Syllables and Endings

I have been reading The Triggering Town - Lectures and Essays on Poetry and Writing by Richard Hugo. I remember taking this book out of the library a couple of years ago when I was doing my Creative Writing degree but I can only assume that I never got around to reading it because I have no memory of the content - and I have had no feelings of deja-vu as I am reading.  If you haven't read it I would recommend it. I have certainly been enjoying it and will probably go back and re-read some bits at a later date.

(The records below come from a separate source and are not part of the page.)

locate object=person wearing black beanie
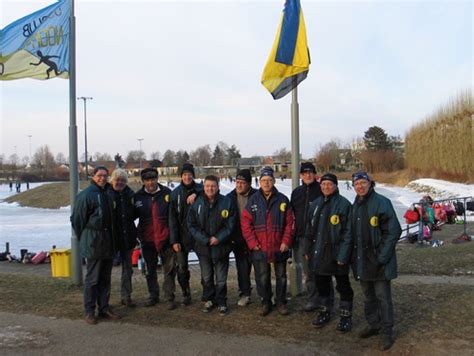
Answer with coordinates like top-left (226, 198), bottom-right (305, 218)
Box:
top-left (169, 162), bottom-right (203, 306)
top-left (290, 162), bottom-right (323, 312)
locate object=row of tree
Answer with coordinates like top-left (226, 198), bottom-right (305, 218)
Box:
top-left (314, 126), bottom-right (404, 173)
top-left (405, 90), bottom-right (473, 180)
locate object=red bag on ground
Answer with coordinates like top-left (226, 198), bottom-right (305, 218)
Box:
top-left (31, 251), bottom-right (47, 264)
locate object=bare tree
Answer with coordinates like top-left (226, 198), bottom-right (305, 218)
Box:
top-left (149, 151), bottom-right (162, 160)
top-left (56, 152), bottom-right (67, 164)
top-left (32, 145), bottom-right (56, 179)
top-left (190, 145), bottom-right (212, 166)
top-left (273, 147), bottom-right (291, 163)
top-left (94, 152), bottom-right (112, 161)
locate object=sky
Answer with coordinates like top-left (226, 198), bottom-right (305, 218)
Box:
top-left (0, 0), bottom-right (472, 162)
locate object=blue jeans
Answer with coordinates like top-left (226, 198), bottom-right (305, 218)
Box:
top-left (360, 280), bottom-right (394, 334)
top-left (252, 252), bottom-right (287, 306)
top-left (198, 254), bottom-right (229, 307)
top-left (84, 258), bottom-right (113, 315)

One of the bits I found really interesting was about the use of single-syllable and multi-syllabic words in poetry.  I can't say that this is a topic that I have really thought about in great depth before. Hugo argues that multi-syllabic words have "a way of softening the impact of language" (p8) whereas single-syllable words get right to the point - they show toughness, rigidity, the warts and all world.  With this in mind I re-looked at again at a poem I have been working on - it is about dead things and starts off alluding to dead rabbits hanging on a market stall when I was a child - sure enough the first stanza which is all about memory is full of multi-syllabic words (remind, childhood, rabbits, muzzles, marbles etc), whereas the last line is almost entirely made up of single syllable words.  Obviously I am making this distinction unconsciously whilst I am writing. Maybe it is some kind of unspoken rule about the way we use language that is so ingrained in us that we do it without even realising. I am planning to look at some more poems tomorrow and see if the same rule has been applied. I suppose it could also help with those tricky endings - you know when that last line just isn't working and you just can't figure out why. I'm not keen on hard and fast rules about writing though so I think I will play it by ear!

2 comments:

Tim Love said...

Isn't what Hugo says just another way of describing Anglo-Saxon/Latinate differences. Here's a quote from a Jack Lynch page - "As a (very rough) general rule, words derived from the Germanic ancestors of English are shorter, more concrete, and more direct, whereas latinate words are longer and more abstract: compare, for instance, the Anglo-Saxon thinking with the Latinate cogitation."

Julia said...

Thanks for that link - and yes it does seem to be the same thing.